La culture de la cerise, connue localement sous le nom de “Hab Al-Mlouk”, est principalement concentrée dans la ville de Makthar, dans le gouvernorat de Siliana. Selon Hammadi Boubakri, membre du conseil central de l’Union tunisienne de l’agriculture et de la pêche (UTAP) pour la région, le prix au kilo chez le producteur varie entre 15 et 20 dinars, tandis que le consommateur peut payer jusqu’à 60 dinars le kilo.
Lors de son passage ce jeudi 2 avril 2026 sur les ondes de Jawhara Fm, Hammadi Boubakri a souligné l’importance de la situation climatique actuelle, marquée par un retour favorable après plusieurs saisons difficiles. Il prévoit que ces conditions auront des effets très positifs sur toutes les cultures, anticipant notamment une récolte record pour les cerises et les autres fruits de la région.
Le responsable a en outre mentionné une hausse significative du volume du barrage de Sidi Salem, estimé à 300 millions de mètres cubes, et a appelé à la mobilisation de tous les acteurs agricoles pour garantir la production locale et renforcer l’autosuffisance alimentaire, dans un contexte marqué par les évolutions sécuritaires internationales.
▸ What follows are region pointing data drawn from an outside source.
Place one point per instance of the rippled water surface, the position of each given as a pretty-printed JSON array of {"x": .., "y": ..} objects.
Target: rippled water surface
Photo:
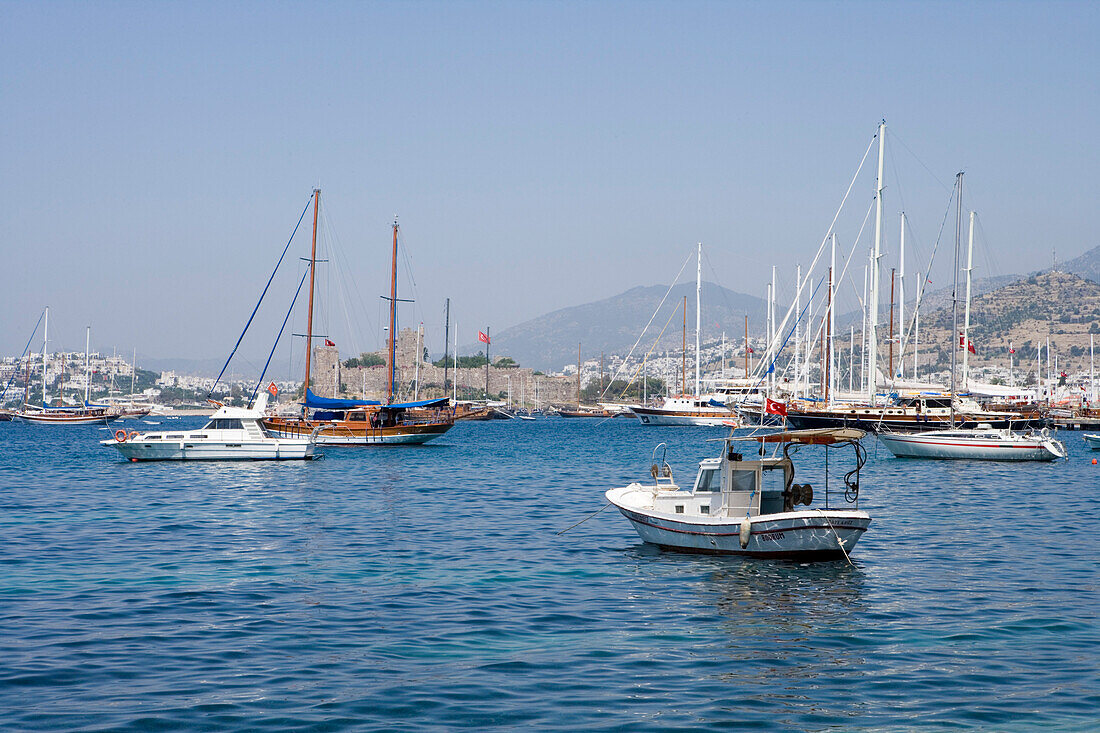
[{"x": 426, "y": 589}]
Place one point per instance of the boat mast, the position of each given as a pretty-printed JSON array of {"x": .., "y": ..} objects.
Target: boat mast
[
  {"x": 955, "y": 284},
  {"x": 683, "y": 354},
  {"x": 87, "y": 365},
  {"x": 447, "y": 338},
  {"x": 831, "y": 385},
  {"x": 309, "y": 317},
  {"x": 966, "y": 321},
  {"x": 872, "y": 316},
  {"x": 746, "y": 347},
  {"x": 392, "y": 350},
  {"x": 901, "y": 296},
  {"x": 45, "y": 341},
  {"x": 699, "y": 312},
  {"x": 578, "y": 375},
  {"x": 798, "y": 329}
]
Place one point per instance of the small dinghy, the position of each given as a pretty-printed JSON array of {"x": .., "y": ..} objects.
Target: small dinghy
[
  {"x": 981, "y": 444},
  {"x": 751, "y": 507},
  {"x": 232, "y": 434}
]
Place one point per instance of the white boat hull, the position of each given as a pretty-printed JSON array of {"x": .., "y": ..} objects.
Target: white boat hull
[
  {"x": 260, "y": 450},
  {"x": 809, "y": 534},
  {"x": 988, "y": 449},
  {"x": 658, "y": 416}
]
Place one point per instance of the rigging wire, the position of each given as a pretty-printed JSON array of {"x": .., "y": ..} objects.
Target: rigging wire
[
  {"x": 240, "y": 338},
  {"x": 640, "y": 336}
]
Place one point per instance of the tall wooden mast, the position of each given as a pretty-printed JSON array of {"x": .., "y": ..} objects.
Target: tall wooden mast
[
  {"x": 392, "y": 351},
  {"x": 309, "y": 317}
]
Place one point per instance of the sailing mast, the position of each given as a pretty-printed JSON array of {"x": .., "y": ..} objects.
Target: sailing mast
[
  {"x": 309, "y": 317},
  {"x": 87, "y": 365},
  {"x": 955, "y": 285},
  {"x": 966, "y": 321},
  {"x": 699, "y": 312},
  {"x": 683, "y": 354},
  {"x": 901, "y": 295},
  {"x": 45, "y": 341},
  {"x": 872, "y": 316},
  {"x": 392, "y": 347}
]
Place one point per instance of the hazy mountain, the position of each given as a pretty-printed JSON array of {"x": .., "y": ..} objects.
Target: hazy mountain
[
  {"x": 613, "y": 325},
  {"x": 1087, "y": 265}
]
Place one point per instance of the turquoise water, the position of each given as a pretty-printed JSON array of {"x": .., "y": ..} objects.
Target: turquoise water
[{"x": 426, "y": 589}]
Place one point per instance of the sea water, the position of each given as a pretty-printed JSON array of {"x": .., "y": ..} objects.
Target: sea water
[{"x": 429, "y": 588}]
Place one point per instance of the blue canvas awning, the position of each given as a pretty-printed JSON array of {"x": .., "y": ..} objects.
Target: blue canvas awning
[{"x": 328, "y": 403}]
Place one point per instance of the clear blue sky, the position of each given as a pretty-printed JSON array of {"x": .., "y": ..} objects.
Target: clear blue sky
[{"x": 155, "y": 156}]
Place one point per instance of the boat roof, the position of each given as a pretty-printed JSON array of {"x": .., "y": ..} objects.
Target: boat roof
[{"x": 813, "y": 437}]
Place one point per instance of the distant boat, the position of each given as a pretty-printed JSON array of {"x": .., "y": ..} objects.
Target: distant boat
[
  {"x": 747, "y": 504},
  {"x": 363, "y": 422},
  {"x": 232, "y": 434},
  {"x": 982, "y": 442},
  {"x": 61, "y": 414}
]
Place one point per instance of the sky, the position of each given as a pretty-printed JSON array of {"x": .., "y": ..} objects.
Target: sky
[{"x": 154, "y": 157}]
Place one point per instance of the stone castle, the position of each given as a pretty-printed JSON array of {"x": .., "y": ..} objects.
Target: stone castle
[{"x": 329, "y": 378}]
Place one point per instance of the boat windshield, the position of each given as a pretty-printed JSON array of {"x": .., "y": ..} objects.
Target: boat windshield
[
  {"x": 708, "y": 480},
  {"x": 224, "y": 424}
]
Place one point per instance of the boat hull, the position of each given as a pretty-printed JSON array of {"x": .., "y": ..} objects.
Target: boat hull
[
  {"x": 340, "y": 434},
  {"x": 926, "y": 446},
  {"x": 875, "y": 424},
  {"x": 805, "y": 535},
  {"x": 658, "y": 416},
  {"x": 64, "y": 419},
  {"x": 163, "y": 450}
]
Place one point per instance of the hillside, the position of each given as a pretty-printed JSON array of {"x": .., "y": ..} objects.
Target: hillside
[
  {"x": 1059, "y": 305},
  {"x": 613, "y": 325},
  {"x": 1087, "y": 265}
]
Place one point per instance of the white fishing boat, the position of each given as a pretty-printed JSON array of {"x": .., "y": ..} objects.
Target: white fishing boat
[
  {"x": 232, "y": 434},
  {"x": 982, "y": 442},
  {"x": 751, "y": 507}
]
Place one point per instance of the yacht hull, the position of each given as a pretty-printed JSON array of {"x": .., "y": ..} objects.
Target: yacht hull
[
  {"x": 805, "y": 535},
  {"x": 658, "y": 416},
  {"x": 358, "y": 434},
  {"x": 163, "y": 450},
  {"x": 943, "y": 447}
]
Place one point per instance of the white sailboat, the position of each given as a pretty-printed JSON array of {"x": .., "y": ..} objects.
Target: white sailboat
[
  {"x": 981, "y": 441},
  {"x": 689, "y": 408}
]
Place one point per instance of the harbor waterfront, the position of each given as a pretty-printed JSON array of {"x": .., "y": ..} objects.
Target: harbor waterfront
[{"x": 429, "y": 589}]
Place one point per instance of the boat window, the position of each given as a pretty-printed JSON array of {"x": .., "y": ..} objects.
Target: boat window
[
  {"x": 708, "y": 480},
  {"x": 743, "y": 481},
  {"x": 224, "y": 424}
]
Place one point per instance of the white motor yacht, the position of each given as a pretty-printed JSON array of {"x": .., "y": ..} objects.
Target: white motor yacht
[
  {"x": 982, "y": 442},
  {"x": 232, "y": 434},
  {"x": 746, "y": 506}
]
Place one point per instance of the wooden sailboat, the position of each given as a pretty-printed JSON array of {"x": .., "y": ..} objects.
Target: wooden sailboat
[{"x": 363, "y": 422}]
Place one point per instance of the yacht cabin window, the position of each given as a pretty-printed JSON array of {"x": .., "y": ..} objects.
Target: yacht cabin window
[{"x": 224, "y": 424}]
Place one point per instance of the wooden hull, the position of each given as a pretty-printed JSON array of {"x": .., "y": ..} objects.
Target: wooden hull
[{"x": 344, "y": 433}]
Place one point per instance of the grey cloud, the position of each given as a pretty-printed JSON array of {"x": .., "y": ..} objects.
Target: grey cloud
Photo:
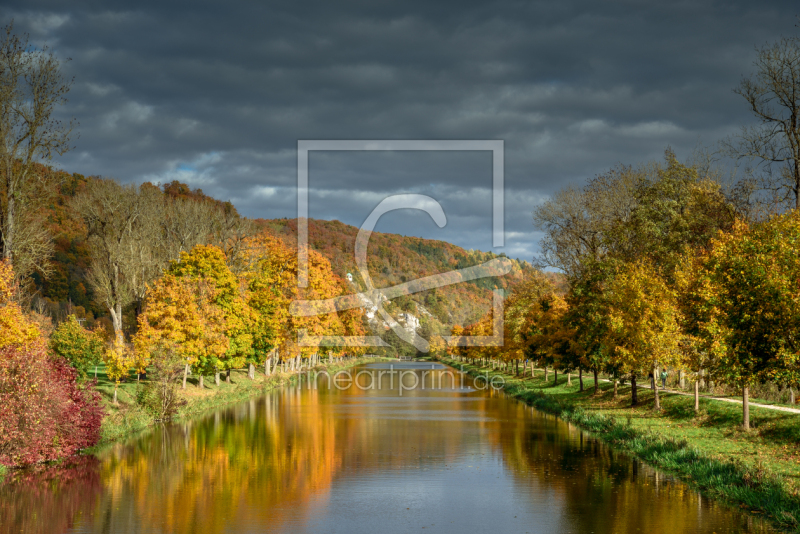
[{"x": 217, "y": 95}]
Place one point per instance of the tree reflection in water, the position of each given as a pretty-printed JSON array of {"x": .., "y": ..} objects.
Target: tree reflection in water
[{"x": 306, "y": 460}]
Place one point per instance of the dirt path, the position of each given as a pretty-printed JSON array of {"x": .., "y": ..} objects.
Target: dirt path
[{"x": 709, "y": 397}]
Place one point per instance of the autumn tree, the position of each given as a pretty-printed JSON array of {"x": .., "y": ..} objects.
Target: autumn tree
[
  {"x": 179, "y": 317},
  {"x": 15, "y": 328},
  {"x": 207, "y": 263},
  {"x": 123, "y": 230},
  {"x": 32, "y": 87},
  {"x": 82, "y": 348},
  {"x": 644, "y": 321},
  {"x": 746, "y": 304}
]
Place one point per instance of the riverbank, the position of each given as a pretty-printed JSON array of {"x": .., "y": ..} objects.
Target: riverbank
[
  {"x": 757, "y": 470},
  {"x": 128, "y": 418}
]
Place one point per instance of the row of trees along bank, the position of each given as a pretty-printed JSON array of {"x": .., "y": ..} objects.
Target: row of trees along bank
[
  {"x": 663, "y": 273},
  {"x": 671, "y": 266}
]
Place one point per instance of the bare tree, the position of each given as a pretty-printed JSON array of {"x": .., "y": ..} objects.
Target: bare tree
[
  {"x": 576, "y": 222},
  {"x": 121, "y": 234},
  {"x": 773, "y": 94},
  {"x": 31, "y": 87}
]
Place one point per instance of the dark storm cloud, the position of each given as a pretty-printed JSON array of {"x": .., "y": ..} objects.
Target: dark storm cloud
[{"x": 217, "y": 95}]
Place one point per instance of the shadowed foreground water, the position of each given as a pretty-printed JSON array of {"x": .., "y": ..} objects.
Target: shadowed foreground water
[{"x": 375, "y": 459}]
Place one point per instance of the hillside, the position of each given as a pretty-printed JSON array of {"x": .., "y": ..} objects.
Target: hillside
[{"x": 393, "y": 259}]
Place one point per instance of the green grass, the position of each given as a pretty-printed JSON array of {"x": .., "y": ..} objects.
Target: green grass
[{"x": 758, "y": 470}]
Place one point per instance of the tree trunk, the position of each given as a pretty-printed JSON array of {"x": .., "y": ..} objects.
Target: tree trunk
[
  {"x": 746, "y": 408},
  {"x": 657, "y": 399},
  {"x": 8, "y": 234}
]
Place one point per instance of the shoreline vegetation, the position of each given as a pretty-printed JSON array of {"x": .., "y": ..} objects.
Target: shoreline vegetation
[
  {"x": 128, "y": 418},
  {"x": 756, "y": 470}
]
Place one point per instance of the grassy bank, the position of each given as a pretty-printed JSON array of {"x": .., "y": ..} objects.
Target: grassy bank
[
  {"x": 127, "y": 417},
  {"x": 757, "y": 470}
]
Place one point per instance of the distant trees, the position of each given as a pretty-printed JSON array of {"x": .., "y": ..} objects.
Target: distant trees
[{"x": 31, "y": 88}]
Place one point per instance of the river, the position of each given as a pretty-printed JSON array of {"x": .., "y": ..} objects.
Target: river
[{"x": 414, "y": 450}]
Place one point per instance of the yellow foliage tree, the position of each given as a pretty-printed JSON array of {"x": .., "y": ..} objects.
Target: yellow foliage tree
[
  {"x": 179, "y": 316},
  {"x": 15, "y": 328},
  {"x": 644, "y": 321}
]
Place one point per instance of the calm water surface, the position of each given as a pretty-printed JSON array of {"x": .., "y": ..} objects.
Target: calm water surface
[{"x": 361, "y": 459}]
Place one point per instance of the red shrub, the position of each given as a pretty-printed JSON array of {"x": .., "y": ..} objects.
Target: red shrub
[{"x": 44, "y": 413}]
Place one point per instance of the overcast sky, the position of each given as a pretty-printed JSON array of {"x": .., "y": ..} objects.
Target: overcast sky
[{"x": 217, "y": 95}]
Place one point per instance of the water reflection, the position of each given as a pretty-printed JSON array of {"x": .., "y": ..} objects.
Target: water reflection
[{"x": 315, "y": 458}]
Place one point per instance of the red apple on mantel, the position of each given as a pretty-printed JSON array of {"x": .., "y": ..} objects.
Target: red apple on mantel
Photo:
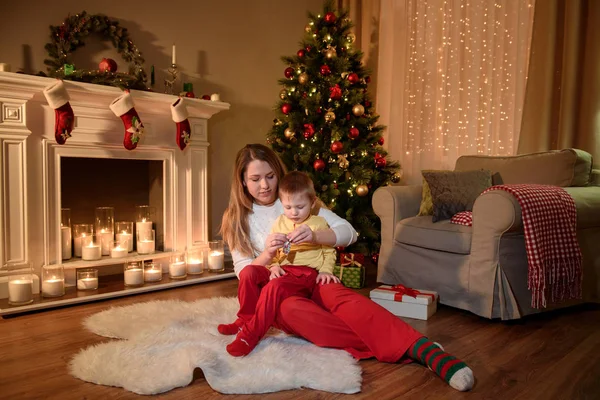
[{"x": 107, "y": 65}]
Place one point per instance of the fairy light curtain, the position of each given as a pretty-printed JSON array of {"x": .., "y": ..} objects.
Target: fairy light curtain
[{"x": 452, "y": 78}]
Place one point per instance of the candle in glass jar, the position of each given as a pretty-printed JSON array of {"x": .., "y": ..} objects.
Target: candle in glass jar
[
  {"x": 87, "y": 283},
  {"x": 134, "y": 277},
  {"x": 65, "y": 241},
  {"x": 177, "y": 269},
  {"x": 216, "y": 261},
  {"x": 20, "y": 291},
  {"x": 153, "y": 275},
  {"x": 53, "y": 287},
  {"x": 106, "y": 240},
  {"x": 121, "y": 237},
  {"x": 91, "y": 252}
]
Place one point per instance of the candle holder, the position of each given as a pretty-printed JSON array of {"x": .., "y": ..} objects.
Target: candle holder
[
  {"x": 79, "y": 232},
  {"x": 65, "y": 233},
  {"x": 152, "y": 272},
  {"x": 133, "y": 273},
  {"x": 105, "y": 227},
  {"x": 87, "y": 279},
  {"x": 177, "y": 268},
  {"x": 124, "y": 230},
  {"x": 194, "y": 259},
  {"x": 216, "y": 256},
  {"x": 20, "y": 283},
  {"x": 146, "y": 243},
  {"x": 53, "y": 280},
  {"x": 170, "y": 81},
  {"x": 119, "y": 248},
  {"x": 90, "y": 249}
]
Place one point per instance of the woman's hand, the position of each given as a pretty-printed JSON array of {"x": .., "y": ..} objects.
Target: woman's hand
[
  {"x": 302, "y": 234},
  {"x": 274, "y": 241},
  {"x": 276, "y": 272},
  {"x": 326, "y": 277}
]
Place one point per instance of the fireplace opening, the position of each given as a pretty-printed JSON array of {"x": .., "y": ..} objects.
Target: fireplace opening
[{"x": 88, "y": 183}]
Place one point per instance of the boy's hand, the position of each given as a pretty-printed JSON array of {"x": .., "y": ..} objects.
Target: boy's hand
[
  {"x": 276, "y": 272},
  {"x": 302, "y": 234},
  {"x": 325, "y": 278}
]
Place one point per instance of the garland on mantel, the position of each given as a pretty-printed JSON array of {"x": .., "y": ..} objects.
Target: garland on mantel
[{"x": 68, "y": 37}]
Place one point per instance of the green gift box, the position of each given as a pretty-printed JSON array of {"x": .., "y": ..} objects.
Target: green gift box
[{"x": 352, "y": 277}]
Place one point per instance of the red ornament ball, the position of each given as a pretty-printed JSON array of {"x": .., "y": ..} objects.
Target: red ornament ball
[
  {"x": 337, "y": 147},
  {"x": 107, "y": 65},
  {"x": 289, "y": 72},
  {"x": 330, "y": 17},
  {"x": 286, "y": 108},
  {"x": 319, "y": 165},
  {"x": 353, "y": 77}
]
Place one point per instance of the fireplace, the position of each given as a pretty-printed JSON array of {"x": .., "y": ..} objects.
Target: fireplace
[{"x": 39, "y": 177}]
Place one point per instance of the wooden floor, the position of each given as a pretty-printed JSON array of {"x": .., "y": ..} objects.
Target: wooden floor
[{"x": 552, "y": 356}]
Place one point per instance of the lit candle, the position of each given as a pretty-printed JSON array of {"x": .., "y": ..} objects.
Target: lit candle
[
  {"x": 91, "y": 252},
  {"x": 194, "y": 266},
  {"x": 177, "y": 269},
  {"x": 216, "y": 261},
  {"x": 53, "y": 287},
  {"x": 146, "y": 246},
  {"x": 134, "y": 277},
  {"x": 65, "y": 234},
  {"x": 153, "y": 275},
  {"x": 121, "y": 237},
  {"x": 87, "y": 283},
  {"x": 78, "y": 242},
  {"x": 20, "y": 291},
  {"x": 118, "y": 252},
  {"x": 106, "y": 240}
]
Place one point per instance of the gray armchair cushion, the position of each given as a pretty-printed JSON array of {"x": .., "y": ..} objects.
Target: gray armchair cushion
[{"x": 455, "y": 191}]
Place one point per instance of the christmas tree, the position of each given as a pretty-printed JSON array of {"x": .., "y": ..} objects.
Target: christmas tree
[{"x": 326, "y": 124}]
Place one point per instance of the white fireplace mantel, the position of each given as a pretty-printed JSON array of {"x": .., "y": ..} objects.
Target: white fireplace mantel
[{"x": 30, "y": 162}]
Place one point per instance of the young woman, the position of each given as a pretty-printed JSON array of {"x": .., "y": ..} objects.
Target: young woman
[{"x": 334, "y": 316}]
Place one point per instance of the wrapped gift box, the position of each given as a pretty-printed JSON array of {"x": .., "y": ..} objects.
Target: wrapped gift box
[{"x": 399, "y": 301}]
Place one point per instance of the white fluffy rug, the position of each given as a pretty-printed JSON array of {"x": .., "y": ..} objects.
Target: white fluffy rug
[{"x": 166, "y": 340}]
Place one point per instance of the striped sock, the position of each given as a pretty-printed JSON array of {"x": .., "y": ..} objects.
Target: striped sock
[{"x": 454, "y": 371}]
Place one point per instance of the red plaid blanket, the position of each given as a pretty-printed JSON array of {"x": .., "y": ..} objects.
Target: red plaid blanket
[{"x": 553, "y": 254}]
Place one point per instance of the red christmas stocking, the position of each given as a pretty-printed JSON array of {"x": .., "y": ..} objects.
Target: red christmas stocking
[
  {"x": 58, "y": 98},
  {"x": 180, "y": 115},
  {"x": 123, "y": 107}
]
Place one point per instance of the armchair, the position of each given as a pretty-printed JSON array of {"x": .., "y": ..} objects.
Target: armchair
[{"x": 483, "y": 268}]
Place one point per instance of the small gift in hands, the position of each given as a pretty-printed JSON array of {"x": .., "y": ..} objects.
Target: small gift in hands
[{"x": 406, "y": 302}]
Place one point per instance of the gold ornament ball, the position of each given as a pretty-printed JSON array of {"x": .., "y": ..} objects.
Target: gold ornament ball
[
  {"x": 362, "y": 190},
  {"x": 329, "y": 116},
  {"x": 288, "y": 133},
  {"x": 303, "y": 78},
  {"x": 358, "y": 110}
]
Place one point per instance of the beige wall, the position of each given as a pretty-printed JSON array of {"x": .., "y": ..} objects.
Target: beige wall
[{"x": 227, "y": 46}]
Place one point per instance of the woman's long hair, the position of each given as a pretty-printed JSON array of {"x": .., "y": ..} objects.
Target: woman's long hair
[{"x": 234, "y": 226}]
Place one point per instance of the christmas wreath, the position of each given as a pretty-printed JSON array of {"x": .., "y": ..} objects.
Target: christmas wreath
[{"x": 68, "y": 37}]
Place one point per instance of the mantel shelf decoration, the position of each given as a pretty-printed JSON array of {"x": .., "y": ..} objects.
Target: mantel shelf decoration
[{"x": 69, "y": 36}]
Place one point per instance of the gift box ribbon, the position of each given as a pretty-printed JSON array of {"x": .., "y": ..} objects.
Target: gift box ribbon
[{"x": 402, "y": 290}]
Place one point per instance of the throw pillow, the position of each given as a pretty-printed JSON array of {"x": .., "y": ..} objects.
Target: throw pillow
[
  {"x": 426, "y": 207},
  {"x": 455, "y": 191}
]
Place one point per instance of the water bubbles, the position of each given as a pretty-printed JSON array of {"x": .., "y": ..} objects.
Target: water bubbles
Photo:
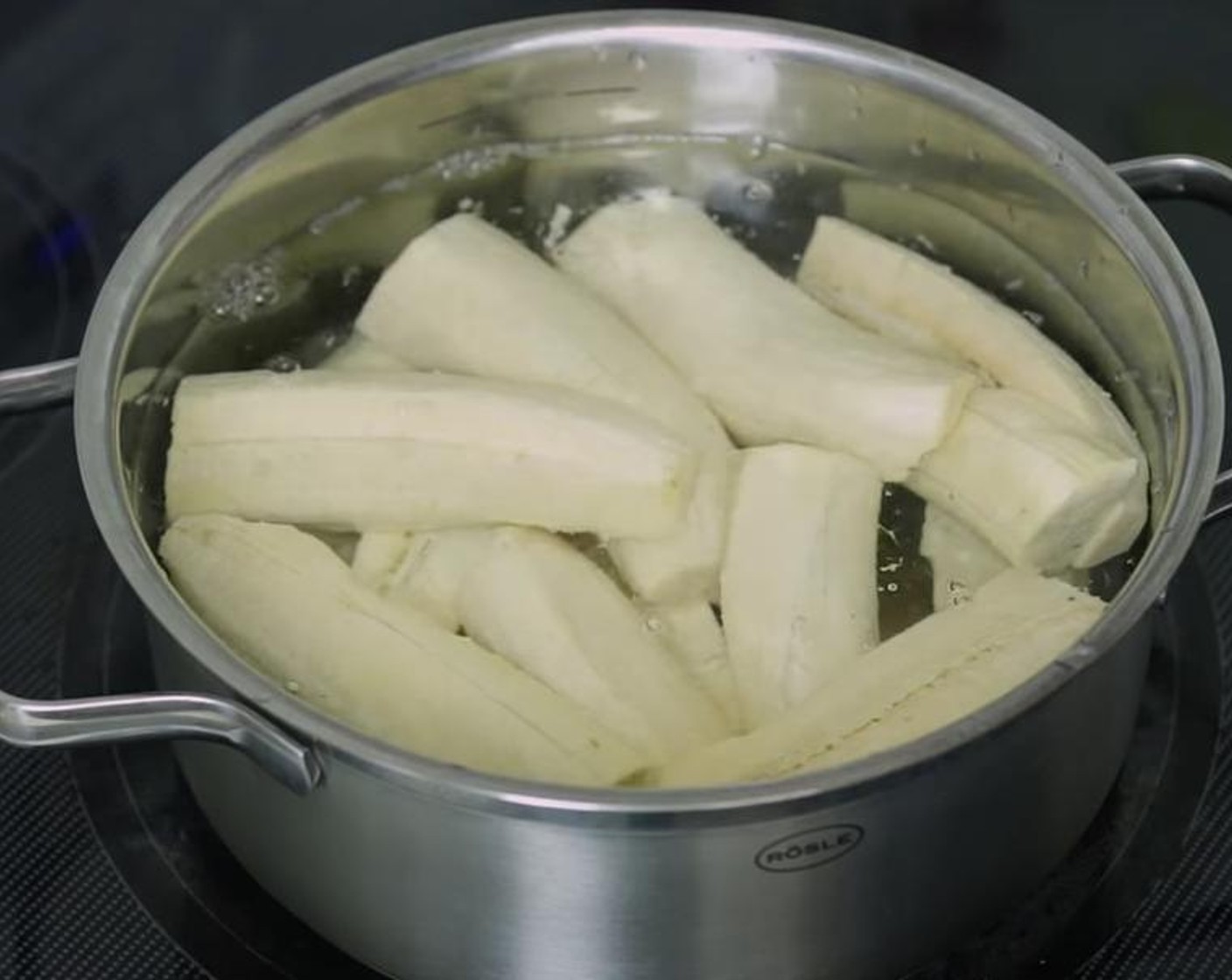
[
  {"x": 473, "y": 162},
  {"x": 318, "y": 225},
  {"x": 758, "y": 192},
  {"x": 857, "y": 110},
  {"x": 283, "y": 364},
  {"x": 241, "y": 289}
]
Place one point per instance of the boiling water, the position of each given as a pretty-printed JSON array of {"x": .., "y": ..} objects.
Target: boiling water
[{"x": 292, "y": 304}]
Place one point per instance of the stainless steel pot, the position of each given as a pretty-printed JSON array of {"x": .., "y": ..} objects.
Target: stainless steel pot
[{"x": 423, "y": 869}]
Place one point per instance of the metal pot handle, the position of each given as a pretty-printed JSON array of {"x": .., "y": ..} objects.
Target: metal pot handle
[
  {"x": 42, "y": 386},
  {"x": 135, "y": 718},
  {"x": 1180, "y": 175},
  {"x": 130, "y": 718}
]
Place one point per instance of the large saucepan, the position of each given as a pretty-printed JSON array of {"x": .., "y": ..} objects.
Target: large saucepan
[{"x": 425, "y": 871}]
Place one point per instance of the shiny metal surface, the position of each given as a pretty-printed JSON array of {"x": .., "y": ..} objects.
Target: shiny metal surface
[
  {"x": 425, "y": 869},
  {"x": 85, "y": 721},
  {"x": 33, "y": 724},
  {"x": 43, "y": 385},
  {"x": 1172, "y": 177}
]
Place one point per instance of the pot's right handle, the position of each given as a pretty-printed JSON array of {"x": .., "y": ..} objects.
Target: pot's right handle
[
  {"x": 129, "y": 718},
  {"x": 1180, "y": 175}
]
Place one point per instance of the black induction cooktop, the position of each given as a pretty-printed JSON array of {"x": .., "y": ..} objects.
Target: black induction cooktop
[{"x": 108, "y": 869}]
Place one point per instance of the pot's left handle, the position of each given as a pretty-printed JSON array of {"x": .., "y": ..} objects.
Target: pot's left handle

Il a insisté sur la nécessité de mettre les eaux des barrages à disposition des agriculteurs pour les cultures estivales, afin d’assurer la continuité de la production et la stabilité des prix sur le marché.
Ces déclarations mettent en lumière à la fois la dynamique des prix de la cerise sur le marché tunisien et l’importance des conditions climatiques et de la gestion des ressources en eau pour assurer la sécurité alimentaire du pays. Les bonnes conditions actuelles pourraient permettre à la Tunisie de maximiser ses récoltes et répondre à la demande intérieure, tout en préparant le secteur à mieux gérer les aléas climatiques et les fluctuations du marché.